In her most recent NY Times post, A Diet and Exercise Plan to Lose Weight and Gain Muscle, Gretchen Reynolds explains that when someone diets, and drops one pound, that pound is mostly fat. Some of that pound though – about 1/3rd – can be muscle.
Yikes! We don’t want to lose muscle!
Muscle is more metabolically active than fat – meaning muscle tissue burns more calories ounce for ounce than fat tissue. Losing muscle leaves us with a slower basal metabolic rate, which is one reason it becomes harder and harder to lose weight when dieting.
The article goes on to report that weight loss studies show diets high in protein can lessen the amount of muscle lost when restricting calories. Ms Reynolds also highlighted another great point: Participants in the weight loss study who lost less muscle also exercised. The combination of aerobic exercise and strength training exercise has been shown to help maintain muscle mass while cutting calories to lose weight.

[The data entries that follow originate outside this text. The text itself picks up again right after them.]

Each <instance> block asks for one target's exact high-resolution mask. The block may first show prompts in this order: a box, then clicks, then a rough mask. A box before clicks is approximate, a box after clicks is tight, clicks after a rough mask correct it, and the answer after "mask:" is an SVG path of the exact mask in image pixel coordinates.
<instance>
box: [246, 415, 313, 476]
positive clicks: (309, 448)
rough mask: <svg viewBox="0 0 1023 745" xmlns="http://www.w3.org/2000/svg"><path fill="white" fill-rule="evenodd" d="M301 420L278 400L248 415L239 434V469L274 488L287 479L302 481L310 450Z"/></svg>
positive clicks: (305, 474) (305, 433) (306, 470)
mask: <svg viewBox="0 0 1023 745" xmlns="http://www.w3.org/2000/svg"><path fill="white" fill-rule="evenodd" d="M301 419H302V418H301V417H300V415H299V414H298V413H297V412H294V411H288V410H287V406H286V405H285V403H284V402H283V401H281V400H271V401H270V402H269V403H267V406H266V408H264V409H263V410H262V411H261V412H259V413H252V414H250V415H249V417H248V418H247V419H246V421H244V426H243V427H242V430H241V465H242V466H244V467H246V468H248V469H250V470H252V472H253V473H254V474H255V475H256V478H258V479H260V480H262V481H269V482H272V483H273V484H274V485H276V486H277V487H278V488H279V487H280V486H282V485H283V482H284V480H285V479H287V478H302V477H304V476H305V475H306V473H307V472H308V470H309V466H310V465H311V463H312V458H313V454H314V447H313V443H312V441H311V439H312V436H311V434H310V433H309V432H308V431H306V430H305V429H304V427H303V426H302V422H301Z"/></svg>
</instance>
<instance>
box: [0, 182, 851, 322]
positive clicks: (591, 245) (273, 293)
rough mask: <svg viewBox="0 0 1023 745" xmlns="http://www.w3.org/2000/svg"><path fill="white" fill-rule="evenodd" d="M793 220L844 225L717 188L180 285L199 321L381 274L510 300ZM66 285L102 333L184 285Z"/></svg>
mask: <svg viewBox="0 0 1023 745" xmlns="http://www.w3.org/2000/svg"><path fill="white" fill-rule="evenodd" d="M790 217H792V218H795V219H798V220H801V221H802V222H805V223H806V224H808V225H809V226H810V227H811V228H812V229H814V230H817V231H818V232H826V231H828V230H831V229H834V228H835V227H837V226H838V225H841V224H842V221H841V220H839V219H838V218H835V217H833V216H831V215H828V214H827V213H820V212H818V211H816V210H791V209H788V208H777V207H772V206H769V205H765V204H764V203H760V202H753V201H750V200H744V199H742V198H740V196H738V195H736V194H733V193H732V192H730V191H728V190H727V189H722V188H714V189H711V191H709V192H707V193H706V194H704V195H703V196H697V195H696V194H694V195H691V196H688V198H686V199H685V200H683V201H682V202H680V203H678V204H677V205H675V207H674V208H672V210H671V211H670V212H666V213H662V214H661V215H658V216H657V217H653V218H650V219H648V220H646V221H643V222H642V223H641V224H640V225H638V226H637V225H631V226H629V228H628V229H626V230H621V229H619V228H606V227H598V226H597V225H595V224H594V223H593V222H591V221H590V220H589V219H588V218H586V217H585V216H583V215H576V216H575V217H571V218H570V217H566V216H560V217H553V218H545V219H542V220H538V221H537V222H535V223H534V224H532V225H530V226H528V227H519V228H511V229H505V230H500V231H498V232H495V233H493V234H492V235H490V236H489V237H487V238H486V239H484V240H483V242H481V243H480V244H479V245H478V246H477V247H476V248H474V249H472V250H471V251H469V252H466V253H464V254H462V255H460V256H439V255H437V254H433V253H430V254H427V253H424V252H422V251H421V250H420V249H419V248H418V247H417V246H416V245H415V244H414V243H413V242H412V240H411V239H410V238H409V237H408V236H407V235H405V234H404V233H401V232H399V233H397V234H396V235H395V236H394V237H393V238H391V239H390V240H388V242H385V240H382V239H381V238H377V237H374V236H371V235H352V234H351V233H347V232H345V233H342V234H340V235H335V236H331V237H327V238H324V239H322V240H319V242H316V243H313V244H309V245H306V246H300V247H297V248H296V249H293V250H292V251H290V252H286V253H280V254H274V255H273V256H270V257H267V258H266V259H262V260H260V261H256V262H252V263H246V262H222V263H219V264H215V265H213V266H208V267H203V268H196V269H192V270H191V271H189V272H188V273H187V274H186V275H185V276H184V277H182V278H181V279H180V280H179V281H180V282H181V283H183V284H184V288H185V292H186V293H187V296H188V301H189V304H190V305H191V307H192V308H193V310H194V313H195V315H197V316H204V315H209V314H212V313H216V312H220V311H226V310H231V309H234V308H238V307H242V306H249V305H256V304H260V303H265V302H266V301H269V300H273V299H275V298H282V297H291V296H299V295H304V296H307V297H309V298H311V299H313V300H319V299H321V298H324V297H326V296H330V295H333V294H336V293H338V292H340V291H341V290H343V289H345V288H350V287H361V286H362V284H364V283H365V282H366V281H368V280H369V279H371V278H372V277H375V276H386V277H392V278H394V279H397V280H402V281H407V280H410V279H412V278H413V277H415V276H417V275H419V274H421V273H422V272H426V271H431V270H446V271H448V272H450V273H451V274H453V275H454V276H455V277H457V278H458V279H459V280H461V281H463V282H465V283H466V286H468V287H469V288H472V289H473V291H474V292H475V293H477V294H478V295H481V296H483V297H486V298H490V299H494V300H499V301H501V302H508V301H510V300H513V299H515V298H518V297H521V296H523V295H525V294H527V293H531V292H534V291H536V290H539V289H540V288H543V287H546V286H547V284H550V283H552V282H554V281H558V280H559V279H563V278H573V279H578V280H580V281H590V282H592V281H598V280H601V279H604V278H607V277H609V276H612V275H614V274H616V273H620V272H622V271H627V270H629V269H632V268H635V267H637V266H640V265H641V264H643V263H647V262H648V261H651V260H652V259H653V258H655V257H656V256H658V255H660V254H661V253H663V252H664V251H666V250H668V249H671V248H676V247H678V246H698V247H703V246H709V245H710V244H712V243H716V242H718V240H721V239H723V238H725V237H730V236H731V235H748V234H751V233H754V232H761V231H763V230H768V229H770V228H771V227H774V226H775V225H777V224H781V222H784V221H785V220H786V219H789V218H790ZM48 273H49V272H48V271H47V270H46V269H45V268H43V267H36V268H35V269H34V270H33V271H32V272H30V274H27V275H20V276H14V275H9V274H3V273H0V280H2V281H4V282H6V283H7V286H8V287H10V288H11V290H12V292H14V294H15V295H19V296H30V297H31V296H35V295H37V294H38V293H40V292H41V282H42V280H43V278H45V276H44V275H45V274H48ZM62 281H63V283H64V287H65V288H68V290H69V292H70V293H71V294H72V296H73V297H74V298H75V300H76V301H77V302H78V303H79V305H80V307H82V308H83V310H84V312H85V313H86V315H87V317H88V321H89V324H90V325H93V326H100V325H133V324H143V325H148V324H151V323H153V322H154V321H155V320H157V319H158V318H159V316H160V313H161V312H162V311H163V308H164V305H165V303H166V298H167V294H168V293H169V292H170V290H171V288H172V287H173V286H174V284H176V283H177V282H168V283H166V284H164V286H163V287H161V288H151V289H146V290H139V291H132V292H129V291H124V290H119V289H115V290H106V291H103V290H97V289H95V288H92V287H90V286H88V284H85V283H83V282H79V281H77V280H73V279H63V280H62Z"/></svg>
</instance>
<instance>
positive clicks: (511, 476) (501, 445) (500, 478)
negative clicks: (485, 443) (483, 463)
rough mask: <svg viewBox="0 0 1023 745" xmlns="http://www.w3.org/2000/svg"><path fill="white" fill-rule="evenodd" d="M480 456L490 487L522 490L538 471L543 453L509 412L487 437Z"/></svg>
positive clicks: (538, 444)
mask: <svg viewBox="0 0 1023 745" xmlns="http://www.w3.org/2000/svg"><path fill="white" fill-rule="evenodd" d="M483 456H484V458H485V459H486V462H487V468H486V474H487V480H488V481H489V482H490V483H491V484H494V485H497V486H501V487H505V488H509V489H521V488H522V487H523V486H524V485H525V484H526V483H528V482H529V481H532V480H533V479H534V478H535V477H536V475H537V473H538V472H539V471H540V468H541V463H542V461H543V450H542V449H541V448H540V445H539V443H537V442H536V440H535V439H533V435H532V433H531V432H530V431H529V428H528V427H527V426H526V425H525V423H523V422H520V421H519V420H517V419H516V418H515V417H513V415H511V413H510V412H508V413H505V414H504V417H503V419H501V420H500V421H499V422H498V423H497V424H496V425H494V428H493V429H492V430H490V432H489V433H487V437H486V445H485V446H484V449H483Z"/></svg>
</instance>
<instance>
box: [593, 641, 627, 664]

The US Dietary Guidelines for protein ranges from 10-35% of total calories – the higher you go up in this percentage, the lower you’ll go in healthy fats and carbs. So, of course, balance is key. If you are restricting calories to lose weight, lean towards the higher end of the range, 20-35%. Of course this advice is not be applicable for someone with kidney problems.
And where can you get that protein?
The following foods have about 7 grams of protein per ounce:
- Meat, Fish, and Poultry. Choose lean meats, poultry no skin, and strive to eat fish at least twice per week – especially fatty fish high in omega-3, like Wild Salmon, Arctic Char, and Mackerel.
- The Incredible Edible Egg
- Beans and Legumes: 1/2 cup of beans, 2 Tbsp Peanut Butter.
- One half cup of Firm Tofu can provide 10 grams of protein.
One cup of low fat dairy will provide 8 grams of protein, while one 5.3 ounce serving of Greek yogurt can provide 12-14 grams of protein – depending on the brand.
And as all my vegan clients who are losing weight know, nuts and seeds, and super grains can also be a great source of protein.
You can add about 5-7 grams of protein with nuts and seeds:
- 1/4 cup of Almonds, Pistachios, or Cashews
- 1/2 cup of Pumpkin seeds
- 1/2 oz Hemp seeds
You can also add about another 8-11 grams of protein with one cup of super grains, such as Amaranth, Buckwheat/Kasha, Kamut, Spelt, Teff, or Quinoa.
So if one of your 2016 New Year resolutions was to lose weight, stick to the magic combination: Diet and Exercise.
Keep that metabolism revving by maintaining muscle mass and eating foods high in protein! To maximize feelings of satiety and eliminate boredom don’t forget to vary your protein sources, fill half your plate with high fiber vegetables, and eat fruit with breakfast or as a healthy snack or dessert.